Twitter and Elon Musk with X, it just seems popular to turn things bad. Crashing servers, broken features, wild changes.
Leemy seems determined it doesn't want to optimize SQL statements and add scaling tools like Redis, Memcached, dragonfly to the platform. The crashes have been all over multiple sites since May, but the SQL problems and caching need is still ongoing in August.
The trend of Reddit, Twitter the ongoing favoring of clickbait seems intertwined.
They store more data now in Memcachedb than Postgres. It’s like memcache but stores to disk. Very fast.
And that was 7.5 million active users with 2010 hard drive technology. Hardware in 2023 is way faster. Lemmy is incredibly unique in it’s stance of not using Redis, Memcached, dragonfly… something. And all the CPU cores ... and still crashing.
For 4.5 year old code, I think the crashing speaks for itself. But this is the days of Elon Musk and Reddit changing their API with 1 month notice... the social aspect of social media seems to be making choices that just seem ... odd. And it isn't just Twitter, it isn't just Reddit...
I mean, May 2023 people flocking to the Lemmy door, your servers can't keep up with the poor-performing SQL... add scaling tools like like Redis, Memcached, dragonfly to the platform.
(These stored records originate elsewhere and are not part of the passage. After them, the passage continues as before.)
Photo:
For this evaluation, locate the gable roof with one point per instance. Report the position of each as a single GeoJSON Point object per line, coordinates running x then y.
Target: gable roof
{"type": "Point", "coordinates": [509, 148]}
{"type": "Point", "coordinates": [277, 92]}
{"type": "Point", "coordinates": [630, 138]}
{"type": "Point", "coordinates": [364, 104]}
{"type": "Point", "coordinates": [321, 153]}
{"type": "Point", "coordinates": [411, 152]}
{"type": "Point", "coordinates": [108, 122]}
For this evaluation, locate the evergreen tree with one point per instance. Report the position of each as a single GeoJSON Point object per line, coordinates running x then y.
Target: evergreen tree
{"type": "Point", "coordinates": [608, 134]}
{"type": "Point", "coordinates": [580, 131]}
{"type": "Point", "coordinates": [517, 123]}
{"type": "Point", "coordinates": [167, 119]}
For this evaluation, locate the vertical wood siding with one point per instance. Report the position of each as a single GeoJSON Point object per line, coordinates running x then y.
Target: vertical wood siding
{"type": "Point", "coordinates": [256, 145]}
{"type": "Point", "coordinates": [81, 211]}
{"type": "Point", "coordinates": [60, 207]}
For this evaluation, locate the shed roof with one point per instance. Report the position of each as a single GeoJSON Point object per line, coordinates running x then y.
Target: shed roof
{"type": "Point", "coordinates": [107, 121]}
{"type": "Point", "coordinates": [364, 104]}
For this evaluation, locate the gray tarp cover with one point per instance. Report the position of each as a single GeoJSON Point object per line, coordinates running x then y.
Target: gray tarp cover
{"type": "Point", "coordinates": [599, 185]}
There was a 40-day countdown to the Reddit API change.
I don't understand what has happened here on Lemmy since May any more than what Elon Musk is doing to Twitter to X. It's bewildering. Redis, Memcached, dragonfly are easily integrated...
the crashing servers speaks for itself, but I guess I spoke for it too. It's been a sad journey since May :( I don't understand what is gong on in social media audiences that Elon Musk and Reddit and Lemmy are making such choices.